Laser soldering is based on applying some soldering material (albumin) onto the approximated edges of the cut and heating the solder (and the underlying tissues) by a laser beam. Endogenous and exogenous materials such as indocyanine green (ICG) are often added to solders to enhance light absorption. Gold nanoshells are new materials which have an optical response dictated by the plasmon resonance. The wavelength at which the resonance occurs depends on the core and shell sizes, allowing nanoshells to be tailored for particular applications. The purposes of this study was use combination of ICG and different concentration of gold nanoshells for skin tissue soldering and also to examine the effect of laser soldering parameters on the properties of repaired skin. Two mixtures of albumin solder and different combinations of ICG and gold nanoshells were prepared.
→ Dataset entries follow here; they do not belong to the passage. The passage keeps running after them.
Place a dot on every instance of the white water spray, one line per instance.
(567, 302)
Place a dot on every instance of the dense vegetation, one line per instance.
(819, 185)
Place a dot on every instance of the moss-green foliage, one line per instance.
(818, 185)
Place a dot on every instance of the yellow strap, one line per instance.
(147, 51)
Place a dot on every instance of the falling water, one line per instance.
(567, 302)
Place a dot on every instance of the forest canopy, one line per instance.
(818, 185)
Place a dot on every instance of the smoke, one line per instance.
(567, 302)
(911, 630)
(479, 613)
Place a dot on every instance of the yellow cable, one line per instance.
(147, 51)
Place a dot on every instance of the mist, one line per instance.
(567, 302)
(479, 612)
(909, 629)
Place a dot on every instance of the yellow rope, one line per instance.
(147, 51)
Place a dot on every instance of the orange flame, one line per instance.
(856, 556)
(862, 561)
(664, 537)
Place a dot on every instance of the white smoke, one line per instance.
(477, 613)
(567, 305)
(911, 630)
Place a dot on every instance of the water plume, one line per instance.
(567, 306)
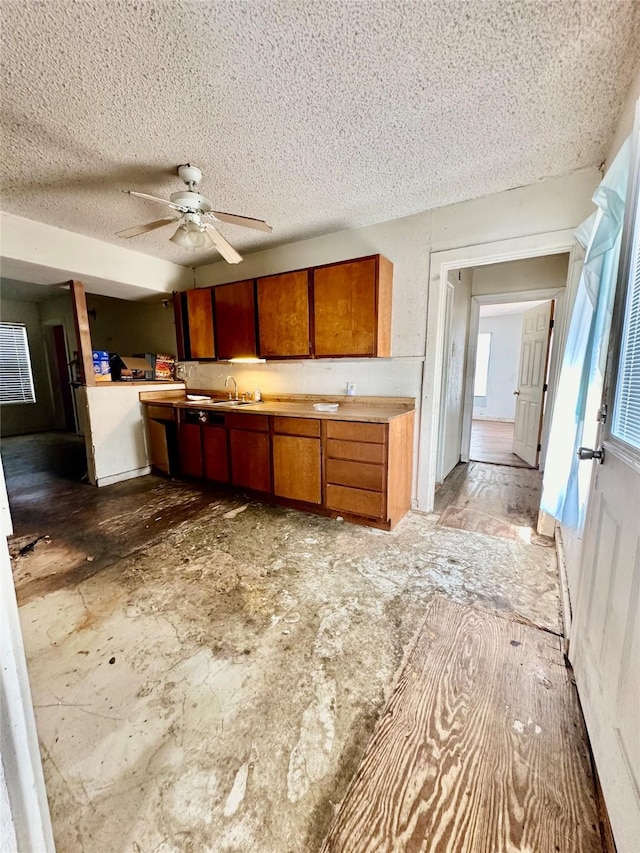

A full thickness incision of 2×20 mm2 was made on the surface and after addition of mixtures it was irradiated by an 810nm diode laser at different power densities. The changes of tensile strength σt due to temperature rise, number of scan (Ns), and scan velocity (Vs) were investigated. The results showed at constant laser power density (I), σt of repaired incisions increases by increasing the concentration of gold nanoshells in solder, Ns and decreasing Vs. It is therefore important to consider the tradeoff between the scan velocity and the surface temperature for achieving an optimum operating condition. In our case this corresponds to σt =1800 gr/cm2 at I~ 47 Wcm-2, T ~ 85ºC, Ns =10 and Vs=0.3mms-1.

Keywords: Tissue soldering, gold nanoshells, indocyanine green, combination, tensile strength.